Gross counters that ThinkSecret did not participate in the theft of trade secrets, and says that there is no evidence that ThinkSecret knew it was publishing trade secrets.

“Since ThinkSecret did not participate in the theft of a trade secret, and since the information about possible products that Apple will release is newsworthy, then the First Amendment prohibits holding ThinkSecret liable for publishing this information, even if ThinkSecret knew it was a trade secret,” Gross said. “Under the First Amendment, anonymity is important for many reasons, and a journalist offering a source anonymity does not mean the source is providing stolen information.”

Making enemies out of its friends

While Apple is seeking damages in its suit against ThinkSecret, the company has already done damage of its own, by alienating three of its biggest fans and propenents: Ciarelli (ThinkSecret), O’Grady (PowerPage) and Kasper Jade, the pseudonymous editor of Apple Insider.

“Apple’s overly aggressive behavior is already forming an overflow effect that may turn some of its most enthusiastic customers against it,” Jade told me via e-mail. “The company has a serious attitude problem.”

O’Grady agreed, saying he was disappointed in Apple after being a lifelong Mac user since the very first Macintosh came out. When O’Grady was first threatened by Apple’s lawyers, he took down the offending stories on “Asteroid,” but still could be served a subpoena to turn over sources. His recent experience with Apple has disillusioned him to some extent, though he still plans to push forward with PowerPage, even planning a site expansion.

“I’m sure I’ve helped sell an ungodly amount of [Apple] equipment,” O’Grady said. “But now Apple is really successful, their stock is flying high, and maybe they’re getting some bad legal advice.”

Longtime technology journalists such as Dan Gillmor, who recently left the San Jose Mercury News, and John Dvorak, a columnist at PC Magazine, railed against Apple’s legal shenanigans as arrogant. Dvorak has never been a big Apple proponent, and didn’t mince words in his distaste for the lawsuit and threats.
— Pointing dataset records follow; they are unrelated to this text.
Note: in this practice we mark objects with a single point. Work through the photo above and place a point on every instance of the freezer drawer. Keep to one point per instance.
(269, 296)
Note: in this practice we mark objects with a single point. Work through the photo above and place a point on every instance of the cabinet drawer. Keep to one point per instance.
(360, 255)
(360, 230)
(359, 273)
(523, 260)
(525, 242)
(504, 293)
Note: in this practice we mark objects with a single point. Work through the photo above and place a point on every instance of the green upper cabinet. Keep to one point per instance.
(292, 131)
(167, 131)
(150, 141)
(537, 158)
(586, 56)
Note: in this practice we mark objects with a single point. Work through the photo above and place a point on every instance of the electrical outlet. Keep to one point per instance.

“This is probably the stupidest thing they could do,” Dvorak said. “What are the damages? That their stock went to the floor? It didn’t! There are no damages, and they’re still pursuing this? What’s their problem? It’s control freaks at work.”
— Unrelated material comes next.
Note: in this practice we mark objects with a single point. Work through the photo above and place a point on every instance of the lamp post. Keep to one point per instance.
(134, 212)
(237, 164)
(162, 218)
Dvorak said that he often has to deal with anonymous tipsters, and does what he can to confirm them, or go with a hunch that the source is correct — and then couch the tip accordingly in his column. He said he trusts that these sites are all pretty adept at getting correct information, and there’s a good chance that they don’t even know the identity of the tipsters in these cases.
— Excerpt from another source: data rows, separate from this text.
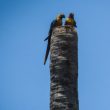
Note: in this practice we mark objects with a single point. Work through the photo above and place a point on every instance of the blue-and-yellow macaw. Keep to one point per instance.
(70, 21)
(54, 23)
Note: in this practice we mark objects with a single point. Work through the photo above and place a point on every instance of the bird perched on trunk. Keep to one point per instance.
(70, 21)
(54, 23)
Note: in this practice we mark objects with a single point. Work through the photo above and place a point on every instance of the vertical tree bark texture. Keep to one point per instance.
(64, 69)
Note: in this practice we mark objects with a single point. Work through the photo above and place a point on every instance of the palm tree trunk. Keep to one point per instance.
(64, 69)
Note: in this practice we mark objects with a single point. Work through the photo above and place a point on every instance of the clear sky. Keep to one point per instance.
(24, 80)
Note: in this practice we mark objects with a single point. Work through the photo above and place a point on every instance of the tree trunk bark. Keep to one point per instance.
(64, 69)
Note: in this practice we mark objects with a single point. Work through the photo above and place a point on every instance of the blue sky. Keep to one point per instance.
(24, 80)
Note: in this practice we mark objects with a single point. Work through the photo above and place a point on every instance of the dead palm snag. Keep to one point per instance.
(64, 69)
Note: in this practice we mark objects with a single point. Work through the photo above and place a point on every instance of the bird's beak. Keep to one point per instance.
(63, 16)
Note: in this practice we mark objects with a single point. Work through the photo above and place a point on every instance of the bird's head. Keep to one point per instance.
(61, 16)
(71, 15)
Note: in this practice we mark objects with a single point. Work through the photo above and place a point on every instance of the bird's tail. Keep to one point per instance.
(47, 52)
(46, 38)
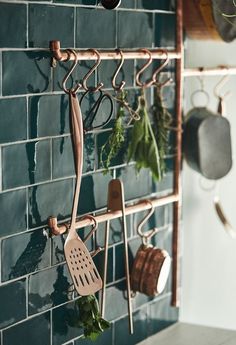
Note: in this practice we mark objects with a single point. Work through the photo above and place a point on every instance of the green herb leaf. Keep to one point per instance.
(143, 146)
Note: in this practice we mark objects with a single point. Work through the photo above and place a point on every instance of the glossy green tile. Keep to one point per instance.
(30, 72)
(63, 324)
(16, 202)
(24, 164)
(93, 187)
(13, 120)
(166, 184)
(51, 199)
(136, 185)
(104, 339)
(165, 30)
(48, 115)
(100, 28)
(99, 263)
(116, 304)
(142, 30)
(25, 253)
(33, 331)
(63, 156)
(161, 315)
(13, 303)
(157, 220)
(140, 329)
(128, 4)
(77, 76)
(49, 288)
(108, 68)
(154, 4)
(115, 232)
(13, 16)
(49, 26)
(120, 158)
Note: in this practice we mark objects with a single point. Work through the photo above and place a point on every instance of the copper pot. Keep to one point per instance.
(151, 266)
(150, 270)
“A large majority of Apple Insider’s sources communicate with the site anonymously, and hence, we never know their true identity,” Jade told me. “The info is out there, you just have to know how to grab it.”

Schnider, the intellectual property lawyer who also helps lead PlanetMUG, says that user groups are mixed on whether to support Apple on stopping leaked info from propagating online. About a year ago, PlanetMUG had a long online discussion about someone leaking a photo of an Apple prototype product.

“Some of our members take the view that Apple puts a lot of work developing its designs, and that sites such as Apple Insider and Think Secret, by publishing those designs early, undermine Apple’s ability to compete and devalues the work that they’ve done,” Schnider said. “I personally disagree with that. My experience is that those sites are very good for developing excitement…It gets people talking about what might be the next big product from Apple.”